Whether relying upon the infamous LinkedIn comment case of a few years ago where a solicitor commented on the perceived attractiveness of a female barrister, or when looking at the case involving high profile media lawyer Mark Lewis who responded in what was perceived as an inappropriate manner having been subjected to discrimination and harassment as a consequence of his ethnic origin, only begins to outline the challenges in this area and that, as new platforms emerge, new aspects keep arising. How far can someone go in responding to inappropriate conduct? The Lewis case would suggest not very far. But it was a case that attracted controversy given the targeting of that individual by those subsequently on the receiving end of Mr Lewis’ response.
The conduct must therefore in some way impinge on the registered professional’s practice, whether that is because it brings the profession as a whole into disrepute or it brings the individual professional in to disrepute.
A second lesson however from the Beckwith case is that the extent to which the conduct is within a private space does mean that Tribunals ought to exercise additional caution in taking any regulatory action. The SRA has been accused by the more volatile commentators on the Law Society Gazette website of failing to acknowledge the existence of Beckwith as a judgment. In reality of course they, like the rest of us, are trying to work out where the line sits between what is wholly private and therefore excluded from their oversight and interest and what is properly within their field. I suspect that this will be something that will occupy regulators and those like ourselves who defend individuals and firms over the coming years. The Beckwith decision is perhaps as notable for the stark warning the court gave to regulators who said it will:
“Do well to recognise that it is all too easy to be dogmatic without knowing it; popular outcry is not proof that a particular set of events gives rise to any matter falling within a regulators remit”.

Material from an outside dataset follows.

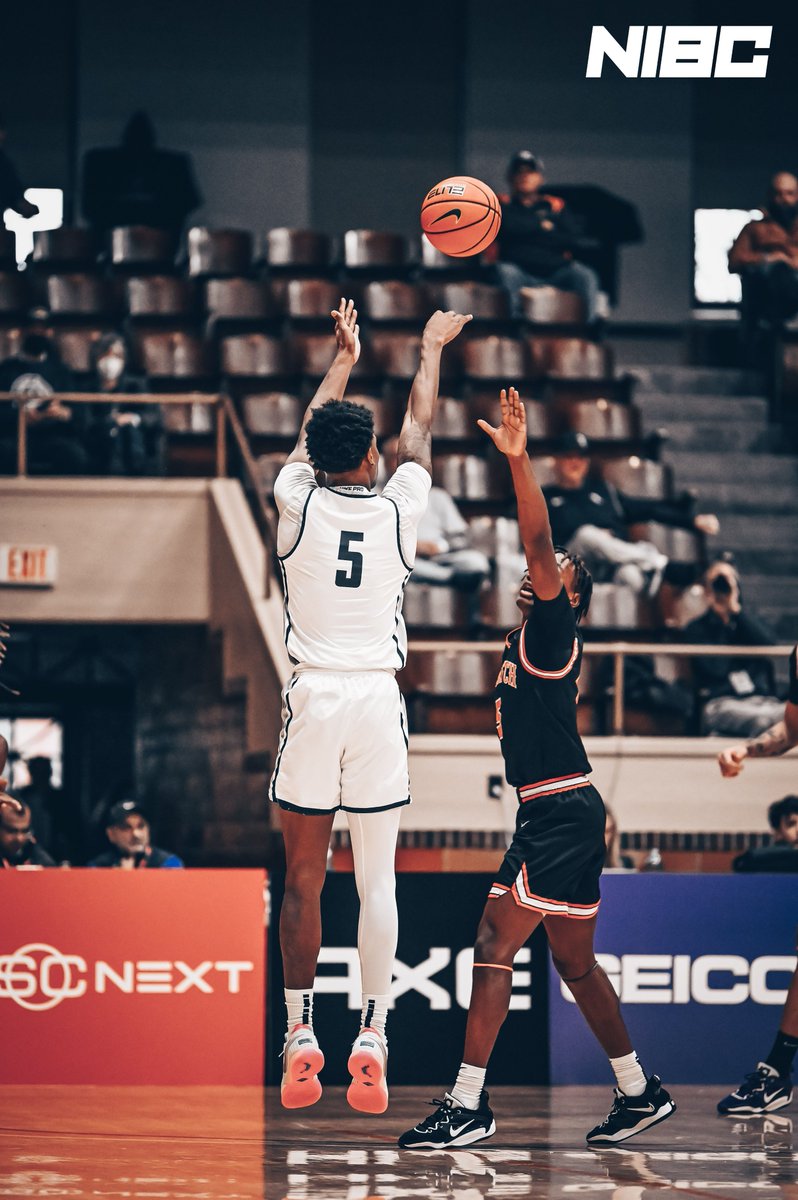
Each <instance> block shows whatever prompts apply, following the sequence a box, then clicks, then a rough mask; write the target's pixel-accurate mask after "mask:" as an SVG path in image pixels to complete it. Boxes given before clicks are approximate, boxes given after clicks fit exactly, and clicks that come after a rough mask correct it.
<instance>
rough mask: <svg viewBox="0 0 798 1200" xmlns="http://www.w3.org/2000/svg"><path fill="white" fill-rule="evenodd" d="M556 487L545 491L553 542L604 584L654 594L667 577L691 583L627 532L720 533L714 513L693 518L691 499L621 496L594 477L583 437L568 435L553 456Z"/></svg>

We hope that the SRA will take heed of this warning and that matters based upon society’s current penchant for easy offence will not lead to an increased risk of cases. Freedom of expression is central to our way of life; a separation between the public life of a professional and the private life of an individual is central to our society, and it is clear that further grappling will need to occur in relation to exactly where the boundaries lie. The SDT rightly described it as a delicate balance; we would go slightly further as a firm and say it is an impossible challenge for regulators ever to get it right in the view of the whole of any particular profession. We would encourage those facing allegations to make sure that those advising them understand both the Beckwith judgment and the other judgments in this area across other professions as well as the appetite, or lack of it, of the various sitting Tribunals.
If you are faced with justifying your conduct from private life you should do so with care. We have defended those accused of sexual harassment, sexual misconduct and inappropriate social media postings. We have advised firms to report, and to report in the right way, when similar issues have arisen. We have advised the persons offended, or who are the complainants in such matters less frequently, but frequently enough to have an understanding of the challenges ahead. Framing any report to a regulator, whether that be a health regulator or a legal regulator and responding to an investigation in the right way, rather than with indignity and aggression, will always benefit the professional.
These are difficult issues, and we anticipate long term that the position will clarify over the next 3-5 years. Until then watch this space, and watch how the tide ebbs and flows.